Second, there is a myriad of factors that determine how and to what extent herb plays a role. Depending on the method of consumption, type of exercise, dosage, strain, gender, age, and body composition, marijuana can make or break your workout.
Third, individual accounts paint cannabis differently than research. While the aforementioned highlights some of the impediments, individual feedback ranges from “exercise boosting” to “munchies inducing.”
Hardgainers swear by herb’s appetite boosting prowess, cardio warriors stay “in the zone” as they trudge along on the treadmill, and bodybuilders love the anti-inflammatory and spasm alleviating properties.

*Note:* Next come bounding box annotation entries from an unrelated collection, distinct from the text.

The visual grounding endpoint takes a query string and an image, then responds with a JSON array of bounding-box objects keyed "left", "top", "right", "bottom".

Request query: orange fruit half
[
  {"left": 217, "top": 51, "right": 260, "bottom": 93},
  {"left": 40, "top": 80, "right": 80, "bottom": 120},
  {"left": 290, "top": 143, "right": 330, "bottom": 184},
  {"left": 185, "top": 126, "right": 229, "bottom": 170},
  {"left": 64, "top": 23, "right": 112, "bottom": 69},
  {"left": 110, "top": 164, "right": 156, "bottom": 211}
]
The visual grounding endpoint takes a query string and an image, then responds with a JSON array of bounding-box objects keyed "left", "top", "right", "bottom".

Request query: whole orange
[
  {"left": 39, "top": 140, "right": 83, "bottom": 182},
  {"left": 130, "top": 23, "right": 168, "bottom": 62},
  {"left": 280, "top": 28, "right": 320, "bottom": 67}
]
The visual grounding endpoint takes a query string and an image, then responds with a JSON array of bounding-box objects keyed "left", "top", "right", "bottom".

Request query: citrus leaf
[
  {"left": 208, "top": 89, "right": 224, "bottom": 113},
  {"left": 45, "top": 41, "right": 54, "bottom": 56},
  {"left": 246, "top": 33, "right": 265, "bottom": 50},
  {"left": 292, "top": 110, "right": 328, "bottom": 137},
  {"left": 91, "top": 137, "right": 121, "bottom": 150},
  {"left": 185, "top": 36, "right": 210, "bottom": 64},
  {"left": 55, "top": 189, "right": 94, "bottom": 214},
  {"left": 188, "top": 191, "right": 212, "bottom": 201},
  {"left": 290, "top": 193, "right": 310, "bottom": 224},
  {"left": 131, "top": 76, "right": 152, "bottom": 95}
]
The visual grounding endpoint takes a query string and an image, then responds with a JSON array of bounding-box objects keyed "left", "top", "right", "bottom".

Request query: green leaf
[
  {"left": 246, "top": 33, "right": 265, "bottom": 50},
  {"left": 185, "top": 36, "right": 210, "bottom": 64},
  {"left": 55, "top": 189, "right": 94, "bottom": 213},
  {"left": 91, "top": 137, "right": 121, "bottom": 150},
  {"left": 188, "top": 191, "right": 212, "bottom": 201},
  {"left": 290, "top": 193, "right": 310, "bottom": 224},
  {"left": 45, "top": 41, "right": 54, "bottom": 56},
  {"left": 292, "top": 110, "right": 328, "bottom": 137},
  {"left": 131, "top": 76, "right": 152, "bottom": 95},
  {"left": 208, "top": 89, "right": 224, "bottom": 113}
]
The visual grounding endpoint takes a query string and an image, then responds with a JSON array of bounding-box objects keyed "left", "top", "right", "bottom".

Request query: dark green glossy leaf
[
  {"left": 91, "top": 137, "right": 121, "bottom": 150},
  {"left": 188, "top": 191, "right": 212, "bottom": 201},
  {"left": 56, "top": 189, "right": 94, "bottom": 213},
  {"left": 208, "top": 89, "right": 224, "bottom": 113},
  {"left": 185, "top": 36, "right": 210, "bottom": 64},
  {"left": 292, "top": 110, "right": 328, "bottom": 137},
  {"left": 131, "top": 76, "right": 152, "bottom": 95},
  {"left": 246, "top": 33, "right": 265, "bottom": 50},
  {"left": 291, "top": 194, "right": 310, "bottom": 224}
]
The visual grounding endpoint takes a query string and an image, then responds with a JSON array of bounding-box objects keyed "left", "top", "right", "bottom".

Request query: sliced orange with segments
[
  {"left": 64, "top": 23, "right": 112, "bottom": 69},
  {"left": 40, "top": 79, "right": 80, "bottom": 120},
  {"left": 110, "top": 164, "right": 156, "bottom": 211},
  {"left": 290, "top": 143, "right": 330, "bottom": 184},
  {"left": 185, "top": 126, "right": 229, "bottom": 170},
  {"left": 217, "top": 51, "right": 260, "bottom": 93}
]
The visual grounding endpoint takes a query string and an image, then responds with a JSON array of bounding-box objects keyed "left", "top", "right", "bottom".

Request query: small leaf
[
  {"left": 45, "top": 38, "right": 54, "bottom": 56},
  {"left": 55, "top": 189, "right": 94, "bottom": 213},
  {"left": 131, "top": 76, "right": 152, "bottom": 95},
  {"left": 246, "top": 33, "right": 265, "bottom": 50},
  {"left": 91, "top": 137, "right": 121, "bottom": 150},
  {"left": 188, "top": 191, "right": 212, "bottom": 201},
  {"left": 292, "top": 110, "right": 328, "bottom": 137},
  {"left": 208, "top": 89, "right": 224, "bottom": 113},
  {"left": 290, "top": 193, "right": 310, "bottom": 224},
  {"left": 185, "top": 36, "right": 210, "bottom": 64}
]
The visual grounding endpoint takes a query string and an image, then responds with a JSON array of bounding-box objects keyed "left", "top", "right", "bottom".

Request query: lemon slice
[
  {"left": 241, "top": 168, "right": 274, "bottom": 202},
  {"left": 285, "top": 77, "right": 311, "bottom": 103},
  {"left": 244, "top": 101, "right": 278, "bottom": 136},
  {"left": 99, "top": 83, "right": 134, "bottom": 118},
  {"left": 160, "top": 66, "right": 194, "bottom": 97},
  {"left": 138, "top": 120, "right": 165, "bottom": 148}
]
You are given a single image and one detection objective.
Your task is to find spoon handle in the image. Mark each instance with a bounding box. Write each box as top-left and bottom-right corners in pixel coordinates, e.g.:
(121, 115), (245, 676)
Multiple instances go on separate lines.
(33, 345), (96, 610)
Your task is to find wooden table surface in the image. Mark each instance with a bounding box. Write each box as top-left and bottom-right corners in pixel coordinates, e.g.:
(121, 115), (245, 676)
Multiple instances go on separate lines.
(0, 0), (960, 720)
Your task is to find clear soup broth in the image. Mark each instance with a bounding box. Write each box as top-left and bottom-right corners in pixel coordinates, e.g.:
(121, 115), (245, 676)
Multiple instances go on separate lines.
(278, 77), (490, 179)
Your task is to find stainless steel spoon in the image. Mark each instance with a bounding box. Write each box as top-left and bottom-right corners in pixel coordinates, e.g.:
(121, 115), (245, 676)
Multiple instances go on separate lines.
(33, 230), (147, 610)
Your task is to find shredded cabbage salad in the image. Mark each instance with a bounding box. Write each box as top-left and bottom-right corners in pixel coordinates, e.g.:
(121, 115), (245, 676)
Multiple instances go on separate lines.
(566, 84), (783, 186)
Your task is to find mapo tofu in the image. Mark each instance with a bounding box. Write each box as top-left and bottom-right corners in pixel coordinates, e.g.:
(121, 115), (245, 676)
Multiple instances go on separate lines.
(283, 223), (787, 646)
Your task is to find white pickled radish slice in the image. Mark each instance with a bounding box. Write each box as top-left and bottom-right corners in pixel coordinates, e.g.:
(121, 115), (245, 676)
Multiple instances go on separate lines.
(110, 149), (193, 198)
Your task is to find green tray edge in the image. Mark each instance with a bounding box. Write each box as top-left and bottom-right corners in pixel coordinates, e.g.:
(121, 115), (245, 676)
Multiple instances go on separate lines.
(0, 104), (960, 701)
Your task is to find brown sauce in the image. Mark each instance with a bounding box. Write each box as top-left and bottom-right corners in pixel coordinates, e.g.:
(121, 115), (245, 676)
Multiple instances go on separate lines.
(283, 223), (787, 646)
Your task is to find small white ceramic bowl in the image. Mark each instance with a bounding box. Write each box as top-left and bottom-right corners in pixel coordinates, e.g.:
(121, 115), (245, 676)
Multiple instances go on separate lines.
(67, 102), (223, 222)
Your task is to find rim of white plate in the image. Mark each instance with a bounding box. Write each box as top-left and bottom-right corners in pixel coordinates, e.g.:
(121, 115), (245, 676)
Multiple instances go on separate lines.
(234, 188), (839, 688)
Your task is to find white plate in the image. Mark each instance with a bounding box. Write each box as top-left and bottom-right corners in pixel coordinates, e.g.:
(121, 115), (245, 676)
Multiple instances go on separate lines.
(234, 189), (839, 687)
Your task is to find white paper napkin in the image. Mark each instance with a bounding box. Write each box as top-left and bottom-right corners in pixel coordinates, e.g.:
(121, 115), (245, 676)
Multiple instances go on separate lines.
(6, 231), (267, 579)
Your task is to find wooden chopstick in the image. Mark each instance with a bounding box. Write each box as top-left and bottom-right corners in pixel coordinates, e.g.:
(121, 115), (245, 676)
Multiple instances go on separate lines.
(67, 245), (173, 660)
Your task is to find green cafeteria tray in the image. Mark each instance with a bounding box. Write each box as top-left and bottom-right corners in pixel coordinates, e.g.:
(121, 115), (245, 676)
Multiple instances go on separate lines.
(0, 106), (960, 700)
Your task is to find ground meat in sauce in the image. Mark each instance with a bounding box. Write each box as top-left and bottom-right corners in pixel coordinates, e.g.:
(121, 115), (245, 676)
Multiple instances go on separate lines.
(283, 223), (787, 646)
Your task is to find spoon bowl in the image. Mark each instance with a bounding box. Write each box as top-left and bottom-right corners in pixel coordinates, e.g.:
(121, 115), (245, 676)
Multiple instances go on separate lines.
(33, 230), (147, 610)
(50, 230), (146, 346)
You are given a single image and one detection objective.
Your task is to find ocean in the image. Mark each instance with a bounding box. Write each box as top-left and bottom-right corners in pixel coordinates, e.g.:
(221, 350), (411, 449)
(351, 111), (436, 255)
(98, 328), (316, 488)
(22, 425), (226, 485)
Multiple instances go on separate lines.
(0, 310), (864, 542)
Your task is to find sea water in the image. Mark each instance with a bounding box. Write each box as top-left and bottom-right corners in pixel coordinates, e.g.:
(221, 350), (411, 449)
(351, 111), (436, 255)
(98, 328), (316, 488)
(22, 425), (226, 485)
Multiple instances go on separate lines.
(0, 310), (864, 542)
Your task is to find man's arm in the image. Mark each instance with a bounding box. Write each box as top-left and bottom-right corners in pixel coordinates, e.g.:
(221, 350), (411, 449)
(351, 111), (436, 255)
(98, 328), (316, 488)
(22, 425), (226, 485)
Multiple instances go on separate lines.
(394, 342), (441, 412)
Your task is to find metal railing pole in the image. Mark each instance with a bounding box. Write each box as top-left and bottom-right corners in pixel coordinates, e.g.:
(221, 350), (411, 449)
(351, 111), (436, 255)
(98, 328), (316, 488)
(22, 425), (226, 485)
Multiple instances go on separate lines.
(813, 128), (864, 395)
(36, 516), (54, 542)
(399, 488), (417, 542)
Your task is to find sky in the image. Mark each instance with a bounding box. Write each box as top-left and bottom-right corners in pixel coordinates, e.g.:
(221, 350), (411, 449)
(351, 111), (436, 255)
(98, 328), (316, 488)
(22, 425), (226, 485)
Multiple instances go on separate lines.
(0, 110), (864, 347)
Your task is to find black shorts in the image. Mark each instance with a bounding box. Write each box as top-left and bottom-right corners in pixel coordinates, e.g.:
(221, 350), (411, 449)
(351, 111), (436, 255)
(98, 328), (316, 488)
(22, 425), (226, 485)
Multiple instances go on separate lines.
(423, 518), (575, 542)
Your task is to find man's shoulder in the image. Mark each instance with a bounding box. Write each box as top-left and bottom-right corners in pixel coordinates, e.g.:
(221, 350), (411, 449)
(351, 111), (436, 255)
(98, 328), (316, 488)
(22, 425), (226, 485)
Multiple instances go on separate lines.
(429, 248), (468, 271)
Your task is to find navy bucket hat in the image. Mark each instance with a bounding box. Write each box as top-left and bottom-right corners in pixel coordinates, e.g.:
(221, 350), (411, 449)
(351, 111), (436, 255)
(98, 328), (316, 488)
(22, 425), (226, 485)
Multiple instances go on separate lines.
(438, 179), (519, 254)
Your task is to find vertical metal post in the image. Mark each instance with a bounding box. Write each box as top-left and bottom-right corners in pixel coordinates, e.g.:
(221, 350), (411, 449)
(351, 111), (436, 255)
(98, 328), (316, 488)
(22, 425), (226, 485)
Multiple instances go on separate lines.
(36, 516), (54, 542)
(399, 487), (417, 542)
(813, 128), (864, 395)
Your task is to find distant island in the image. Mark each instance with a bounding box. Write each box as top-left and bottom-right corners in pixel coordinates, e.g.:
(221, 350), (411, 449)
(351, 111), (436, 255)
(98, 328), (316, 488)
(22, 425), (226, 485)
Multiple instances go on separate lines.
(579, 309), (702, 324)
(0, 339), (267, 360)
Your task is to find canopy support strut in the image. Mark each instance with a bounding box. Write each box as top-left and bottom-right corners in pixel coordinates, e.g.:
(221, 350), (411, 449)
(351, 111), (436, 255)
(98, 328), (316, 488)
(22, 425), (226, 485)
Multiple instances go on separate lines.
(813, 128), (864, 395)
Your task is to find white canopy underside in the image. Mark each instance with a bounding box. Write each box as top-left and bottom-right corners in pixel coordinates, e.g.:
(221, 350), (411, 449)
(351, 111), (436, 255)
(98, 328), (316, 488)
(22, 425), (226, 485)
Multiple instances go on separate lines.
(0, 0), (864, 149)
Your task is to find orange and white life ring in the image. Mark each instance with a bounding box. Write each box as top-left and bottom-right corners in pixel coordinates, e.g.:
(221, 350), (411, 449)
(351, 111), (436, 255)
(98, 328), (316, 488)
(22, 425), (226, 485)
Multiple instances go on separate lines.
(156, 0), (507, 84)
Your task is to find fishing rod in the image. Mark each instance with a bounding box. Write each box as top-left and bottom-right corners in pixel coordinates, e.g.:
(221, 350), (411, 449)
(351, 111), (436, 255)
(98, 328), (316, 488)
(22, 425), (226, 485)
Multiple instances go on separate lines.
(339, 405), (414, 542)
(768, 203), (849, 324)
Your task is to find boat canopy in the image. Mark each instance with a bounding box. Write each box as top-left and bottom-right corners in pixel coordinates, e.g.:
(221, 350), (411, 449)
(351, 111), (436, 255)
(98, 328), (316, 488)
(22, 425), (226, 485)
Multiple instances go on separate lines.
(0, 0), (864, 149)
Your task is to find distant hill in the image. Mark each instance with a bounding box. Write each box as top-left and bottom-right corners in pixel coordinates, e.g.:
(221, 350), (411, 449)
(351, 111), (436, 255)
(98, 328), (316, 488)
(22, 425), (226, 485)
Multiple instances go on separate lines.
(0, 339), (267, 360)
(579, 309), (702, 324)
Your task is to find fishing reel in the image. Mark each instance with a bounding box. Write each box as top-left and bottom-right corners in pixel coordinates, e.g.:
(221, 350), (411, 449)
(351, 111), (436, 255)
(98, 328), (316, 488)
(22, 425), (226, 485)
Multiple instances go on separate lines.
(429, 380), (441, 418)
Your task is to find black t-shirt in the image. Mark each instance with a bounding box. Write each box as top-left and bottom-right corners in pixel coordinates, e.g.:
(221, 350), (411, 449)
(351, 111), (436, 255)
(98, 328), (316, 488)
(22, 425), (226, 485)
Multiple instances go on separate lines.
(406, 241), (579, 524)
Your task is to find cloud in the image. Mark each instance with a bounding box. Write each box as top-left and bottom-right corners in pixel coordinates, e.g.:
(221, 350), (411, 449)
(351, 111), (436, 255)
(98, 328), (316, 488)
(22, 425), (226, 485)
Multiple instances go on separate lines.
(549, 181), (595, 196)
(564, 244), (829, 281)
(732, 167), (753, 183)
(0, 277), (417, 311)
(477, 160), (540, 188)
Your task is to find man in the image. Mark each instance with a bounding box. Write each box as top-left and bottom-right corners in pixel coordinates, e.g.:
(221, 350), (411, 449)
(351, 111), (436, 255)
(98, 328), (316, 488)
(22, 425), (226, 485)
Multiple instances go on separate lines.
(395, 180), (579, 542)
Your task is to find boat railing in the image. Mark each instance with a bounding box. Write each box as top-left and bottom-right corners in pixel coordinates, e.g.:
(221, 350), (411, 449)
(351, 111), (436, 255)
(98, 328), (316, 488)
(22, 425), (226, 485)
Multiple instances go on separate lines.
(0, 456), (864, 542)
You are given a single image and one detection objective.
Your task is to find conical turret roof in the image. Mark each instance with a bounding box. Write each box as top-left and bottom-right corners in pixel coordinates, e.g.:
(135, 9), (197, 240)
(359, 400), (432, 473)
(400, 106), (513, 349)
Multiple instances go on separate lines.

Taking it a step further, some athletes claim that certain strains have performance enhancing effects, referencing lower anxiety levels and increased pain thresholds.
But even if a strain may help you physically and spiritually, there are other downsides. As anyone who’s ever indulged can attest, it’s so easy and fulfilling to get demotivated.
Instead of the gym, it’s comfortable to settle on the couch and munch away as you binge your favorite show.
Getting comfortable is great for relieving stress, but it’s not the best way to progress your fitness. So if you’re going to combine herb with exercise, consider the relevant factors and pick the right strain!